Glass is given an exclusive look into the art of corsetry at Alexander McQueen
GOING back to the advent of Alexander McQueen, corsets have been an integral part of its storyline. From Untitled SS98, where Lee Alexander McQueen presented the spine corset and in AW99 we saw the coiled corset to today, where the SS21 collection showcases a more feminine take on these pieces of art.
From moulded leather to polished wood and lace, corsets have been used at the British brand to enhance and celebrate the female body.

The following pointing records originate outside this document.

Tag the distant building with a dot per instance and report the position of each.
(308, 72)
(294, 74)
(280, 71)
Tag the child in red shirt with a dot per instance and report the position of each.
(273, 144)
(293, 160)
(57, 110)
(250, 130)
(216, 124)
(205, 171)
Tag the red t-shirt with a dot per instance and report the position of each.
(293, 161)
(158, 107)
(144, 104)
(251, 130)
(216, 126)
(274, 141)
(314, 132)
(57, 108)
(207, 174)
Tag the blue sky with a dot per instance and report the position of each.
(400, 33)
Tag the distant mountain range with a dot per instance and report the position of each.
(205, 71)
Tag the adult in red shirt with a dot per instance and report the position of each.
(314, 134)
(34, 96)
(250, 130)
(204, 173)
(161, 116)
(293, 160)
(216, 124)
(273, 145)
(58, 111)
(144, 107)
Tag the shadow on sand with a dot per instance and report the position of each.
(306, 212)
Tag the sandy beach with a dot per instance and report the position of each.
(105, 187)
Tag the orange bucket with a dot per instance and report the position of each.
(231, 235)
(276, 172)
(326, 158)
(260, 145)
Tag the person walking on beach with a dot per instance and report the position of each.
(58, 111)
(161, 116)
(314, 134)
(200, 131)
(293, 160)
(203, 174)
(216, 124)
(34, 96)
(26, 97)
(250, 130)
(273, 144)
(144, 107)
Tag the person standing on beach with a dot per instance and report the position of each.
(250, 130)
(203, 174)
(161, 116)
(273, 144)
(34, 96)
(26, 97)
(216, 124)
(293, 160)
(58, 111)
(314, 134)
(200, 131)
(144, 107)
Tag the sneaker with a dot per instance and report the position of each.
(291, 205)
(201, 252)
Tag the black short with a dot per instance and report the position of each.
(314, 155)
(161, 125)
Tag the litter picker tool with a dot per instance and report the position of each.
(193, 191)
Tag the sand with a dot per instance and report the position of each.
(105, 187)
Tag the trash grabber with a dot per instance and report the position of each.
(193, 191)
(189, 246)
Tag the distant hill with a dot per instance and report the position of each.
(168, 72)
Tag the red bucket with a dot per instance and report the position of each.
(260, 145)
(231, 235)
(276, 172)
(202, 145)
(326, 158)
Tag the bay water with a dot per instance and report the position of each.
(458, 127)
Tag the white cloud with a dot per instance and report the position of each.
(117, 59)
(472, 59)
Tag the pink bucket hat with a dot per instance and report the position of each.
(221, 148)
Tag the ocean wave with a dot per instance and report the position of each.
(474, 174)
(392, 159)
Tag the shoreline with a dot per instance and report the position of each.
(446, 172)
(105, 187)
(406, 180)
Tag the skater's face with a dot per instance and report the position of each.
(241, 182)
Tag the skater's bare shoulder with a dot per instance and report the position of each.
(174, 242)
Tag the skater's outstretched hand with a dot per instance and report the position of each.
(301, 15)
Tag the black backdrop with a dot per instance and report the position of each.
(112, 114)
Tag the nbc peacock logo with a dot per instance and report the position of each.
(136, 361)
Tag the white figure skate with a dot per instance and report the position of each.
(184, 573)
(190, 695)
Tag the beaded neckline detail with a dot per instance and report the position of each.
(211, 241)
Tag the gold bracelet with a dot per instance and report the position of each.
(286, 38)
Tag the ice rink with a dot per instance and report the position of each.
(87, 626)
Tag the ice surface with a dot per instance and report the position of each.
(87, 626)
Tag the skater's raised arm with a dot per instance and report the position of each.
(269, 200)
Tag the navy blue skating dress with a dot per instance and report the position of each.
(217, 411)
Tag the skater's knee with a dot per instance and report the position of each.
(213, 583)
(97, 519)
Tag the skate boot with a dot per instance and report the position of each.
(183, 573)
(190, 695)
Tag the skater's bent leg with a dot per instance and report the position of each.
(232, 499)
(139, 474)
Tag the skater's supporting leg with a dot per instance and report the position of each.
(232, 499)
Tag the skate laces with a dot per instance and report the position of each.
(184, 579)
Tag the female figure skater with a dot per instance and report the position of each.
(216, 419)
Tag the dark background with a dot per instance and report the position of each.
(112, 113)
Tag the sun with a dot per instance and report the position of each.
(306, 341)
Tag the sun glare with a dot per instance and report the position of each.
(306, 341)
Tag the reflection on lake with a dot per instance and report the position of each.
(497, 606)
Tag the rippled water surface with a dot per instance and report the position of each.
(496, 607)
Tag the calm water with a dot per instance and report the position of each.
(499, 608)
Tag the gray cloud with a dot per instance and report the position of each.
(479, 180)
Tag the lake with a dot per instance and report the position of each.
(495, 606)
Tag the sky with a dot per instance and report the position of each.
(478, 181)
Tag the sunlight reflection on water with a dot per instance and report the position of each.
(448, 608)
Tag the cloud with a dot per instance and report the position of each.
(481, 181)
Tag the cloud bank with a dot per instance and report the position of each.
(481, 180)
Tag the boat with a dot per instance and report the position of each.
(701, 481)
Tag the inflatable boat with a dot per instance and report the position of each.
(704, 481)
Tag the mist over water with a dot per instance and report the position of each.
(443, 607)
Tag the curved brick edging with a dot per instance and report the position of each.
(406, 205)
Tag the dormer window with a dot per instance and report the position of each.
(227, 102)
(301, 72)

For SS21, the Alexander McQueen team utilised corsets by having them as the foundation to their deconstructed mid-20th century dresses and manipulating them to give structure to knitwear. A romantic colour palette of ivory, camomile and tea rose become the foundation to these pieces. With the focus being on corsets, the British fashion house wanted to shine a light on the garments usually hidden behind the surface with this collection.
The process to testing out new ways to showcase this undergarment start with the signature McQueen tulle boned corset being digitally scanned in. Once uploaded, different colour tones can be explored during the print trials. When the colour choice has been made, it is digitally printed and then turned into the skirt.
The corset artwork is then cut into the desired shape and placed on the bodice during fittings to see how it has been translated from digital to physical. The last part of the process sees a 3D-miniature paper-doll made to finalise how the dress is intended to look prior to the fabric being printed. The bodice is made life-size out of paper to ensure the placement of the intricate design aligns in all the right places.
The process might be long and complex but the outcome is always magnificent. When an item of clothing can hug the body so beautifully while accentuating its beauty is when you can argue fashion becomes art.